Explicit characterization of dark states in two-, three-, and four-mode JC models.

General formula for the number of dark states in N-mode JC models across excitation subspaces.

Abstract

Fock-state lattices (FSLs) are becoming an emerging research hotspot in quantum physics, not only because the FSLs provide a new perspective for studying atom-field interactions, but also because they build the connection between quantum optics and condensed matter physics. Owing to the multiple transition paths in the lattices, inherent quantum interference effect exists in these systems, and hence how to find new quantum coherent phenomena and exploit their applications becomes a significant and desired task in this field. In this work, we study the dark-state effect in the FSLs generated by the multimode Jaynes-Cummings (JC) models. By considering the FSLs in certain-excitation-number subspaces, we study the dark states with respect to the states associated with the atomic excited state using the arrowhead-matrix method. We find that there exist dark-state subspaces with the dimensions determined by the number of orthogonal dark states. When the dimension is larger than one, the forms of these dark-state bases are not unique.

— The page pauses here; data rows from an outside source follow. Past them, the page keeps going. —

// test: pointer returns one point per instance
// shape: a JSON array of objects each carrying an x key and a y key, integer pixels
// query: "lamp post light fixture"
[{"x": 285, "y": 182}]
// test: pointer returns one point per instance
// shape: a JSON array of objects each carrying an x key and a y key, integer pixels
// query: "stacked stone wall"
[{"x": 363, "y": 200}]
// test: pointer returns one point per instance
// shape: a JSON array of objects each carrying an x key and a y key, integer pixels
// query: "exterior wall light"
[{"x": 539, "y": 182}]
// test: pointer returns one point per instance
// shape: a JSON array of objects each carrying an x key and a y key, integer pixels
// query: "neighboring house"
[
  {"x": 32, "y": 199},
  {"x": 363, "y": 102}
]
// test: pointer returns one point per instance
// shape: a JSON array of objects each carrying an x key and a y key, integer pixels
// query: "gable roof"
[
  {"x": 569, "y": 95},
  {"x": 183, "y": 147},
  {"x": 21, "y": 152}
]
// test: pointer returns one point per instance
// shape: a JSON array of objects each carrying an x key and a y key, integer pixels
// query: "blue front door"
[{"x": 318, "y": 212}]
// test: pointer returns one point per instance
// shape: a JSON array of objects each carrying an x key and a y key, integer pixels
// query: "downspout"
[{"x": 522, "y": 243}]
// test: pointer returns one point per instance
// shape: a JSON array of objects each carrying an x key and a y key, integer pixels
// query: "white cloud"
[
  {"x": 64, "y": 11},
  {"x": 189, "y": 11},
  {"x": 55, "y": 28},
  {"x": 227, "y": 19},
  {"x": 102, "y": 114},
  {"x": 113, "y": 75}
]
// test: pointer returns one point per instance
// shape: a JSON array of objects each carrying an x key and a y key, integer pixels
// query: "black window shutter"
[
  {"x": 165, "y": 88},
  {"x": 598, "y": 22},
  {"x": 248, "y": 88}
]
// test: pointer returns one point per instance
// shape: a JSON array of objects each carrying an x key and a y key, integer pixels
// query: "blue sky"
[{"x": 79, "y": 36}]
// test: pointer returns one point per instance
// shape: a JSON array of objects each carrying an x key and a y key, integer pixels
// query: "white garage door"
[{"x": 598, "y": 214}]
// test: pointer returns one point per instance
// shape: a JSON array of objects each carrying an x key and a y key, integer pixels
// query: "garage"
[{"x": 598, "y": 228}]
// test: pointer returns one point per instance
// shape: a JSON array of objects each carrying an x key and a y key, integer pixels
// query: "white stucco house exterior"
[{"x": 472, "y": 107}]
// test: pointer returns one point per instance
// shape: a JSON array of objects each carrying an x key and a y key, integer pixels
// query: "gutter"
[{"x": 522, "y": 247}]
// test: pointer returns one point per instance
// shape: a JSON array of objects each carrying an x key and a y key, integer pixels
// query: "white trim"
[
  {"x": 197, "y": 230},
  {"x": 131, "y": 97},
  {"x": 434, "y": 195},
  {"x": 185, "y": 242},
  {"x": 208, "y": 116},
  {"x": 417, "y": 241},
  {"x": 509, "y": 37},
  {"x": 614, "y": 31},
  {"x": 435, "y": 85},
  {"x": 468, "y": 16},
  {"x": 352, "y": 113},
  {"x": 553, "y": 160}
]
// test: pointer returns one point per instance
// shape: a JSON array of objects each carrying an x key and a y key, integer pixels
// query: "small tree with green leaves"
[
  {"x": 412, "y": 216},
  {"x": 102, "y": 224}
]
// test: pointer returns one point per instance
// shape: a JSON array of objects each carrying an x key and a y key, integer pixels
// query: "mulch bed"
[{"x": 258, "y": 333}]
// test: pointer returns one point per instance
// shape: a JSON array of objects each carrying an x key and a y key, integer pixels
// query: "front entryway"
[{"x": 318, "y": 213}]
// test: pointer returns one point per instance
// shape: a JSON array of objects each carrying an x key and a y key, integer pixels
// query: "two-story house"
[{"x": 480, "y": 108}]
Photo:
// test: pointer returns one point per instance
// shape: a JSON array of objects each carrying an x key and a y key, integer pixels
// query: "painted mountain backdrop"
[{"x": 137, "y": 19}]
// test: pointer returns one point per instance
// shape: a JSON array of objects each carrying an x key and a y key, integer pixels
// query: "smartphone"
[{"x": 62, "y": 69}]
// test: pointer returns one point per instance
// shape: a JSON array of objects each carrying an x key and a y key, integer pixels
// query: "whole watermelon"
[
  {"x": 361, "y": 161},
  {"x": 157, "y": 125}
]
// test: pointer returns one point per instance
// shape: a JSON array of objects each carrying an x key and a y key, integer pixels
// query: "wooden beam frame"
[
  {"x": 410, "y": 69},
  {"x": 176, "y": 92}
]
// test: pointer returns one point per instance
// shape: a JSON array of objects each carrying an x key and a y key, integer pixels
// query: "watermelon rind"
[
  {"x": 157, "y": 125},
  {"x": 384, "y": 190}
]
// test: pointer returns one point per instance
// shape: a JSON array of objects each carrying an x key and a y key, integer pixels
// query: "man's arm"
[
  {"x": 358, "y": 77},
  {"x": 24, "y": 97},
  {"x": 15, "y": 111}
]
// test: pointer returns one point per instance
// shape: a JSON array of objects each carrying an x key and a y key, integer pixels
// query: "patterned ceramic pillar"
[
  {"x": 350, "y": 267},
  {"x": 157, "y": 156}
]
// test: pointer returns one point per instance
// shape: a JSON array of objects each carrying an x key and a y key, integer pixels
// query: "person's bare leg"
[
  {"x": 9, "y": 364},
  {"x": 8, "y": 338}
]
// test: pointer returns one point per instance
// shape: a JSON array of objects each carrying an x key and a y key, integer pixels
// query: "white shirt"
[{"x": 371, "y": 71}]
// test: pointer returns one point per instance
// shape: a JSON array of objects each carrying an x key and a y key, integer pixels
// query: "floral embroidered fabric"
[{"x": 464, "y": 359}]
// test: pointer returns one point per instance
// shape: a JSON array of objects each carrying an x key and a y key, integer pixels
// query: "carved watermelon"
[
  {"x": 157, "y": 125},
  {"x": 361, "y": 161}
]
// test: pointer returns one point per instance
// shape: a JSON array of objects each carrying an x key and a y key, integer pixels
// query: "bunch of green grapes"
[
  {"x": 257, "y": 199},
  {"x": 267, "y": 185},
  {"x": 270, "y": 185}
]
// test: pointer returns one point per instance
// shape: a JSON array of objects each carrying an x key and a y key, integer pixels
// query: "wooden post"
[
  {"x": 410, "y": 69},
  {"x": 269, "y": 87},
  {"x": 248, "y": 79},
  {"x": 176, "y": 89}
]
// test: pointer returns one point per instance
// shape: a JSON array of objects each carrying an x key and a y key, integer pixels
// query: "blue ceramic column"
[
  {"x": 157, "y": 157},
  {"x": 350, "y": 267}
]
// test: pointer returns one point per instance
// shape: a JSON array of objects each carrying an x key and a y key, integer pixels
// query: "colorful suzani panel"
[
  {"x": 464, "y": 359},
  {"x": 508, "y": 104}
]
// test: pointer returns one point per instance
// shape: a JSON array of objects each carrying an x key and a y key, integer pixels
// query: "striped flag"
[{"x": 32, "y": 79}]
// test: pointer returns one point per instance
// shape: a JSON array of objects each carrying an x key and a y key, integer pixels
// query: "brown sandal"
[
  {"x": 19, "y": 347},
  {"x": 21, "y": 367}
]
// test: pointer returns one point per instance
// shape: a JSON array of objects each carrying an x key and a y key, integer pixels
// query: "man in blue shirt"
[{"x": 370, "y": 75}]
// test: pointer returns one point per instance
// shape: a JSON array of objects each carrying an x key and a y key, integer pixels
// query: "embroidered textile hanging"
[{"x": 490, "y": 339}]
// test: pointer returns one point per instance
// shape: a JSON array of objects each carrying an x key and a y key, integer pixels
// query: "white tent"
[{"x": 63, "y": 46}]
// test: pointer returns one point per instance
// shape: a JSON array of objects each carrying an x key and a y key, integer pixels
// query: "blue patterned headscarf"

Further, we obtain the number and form of the orthogonal dark states in the two-, three-, and four-mode JC models. In addition, we find that for a general $N$-mode JC model, there are $C_{N+n-2}^{N-2}$ orthogonal dark states in the $n$-excitation subspace. We also build the relationship between the dark modes and dark states. Our work will pave the way for exploring quantum optical effects and quantum information processing based on the FSLs.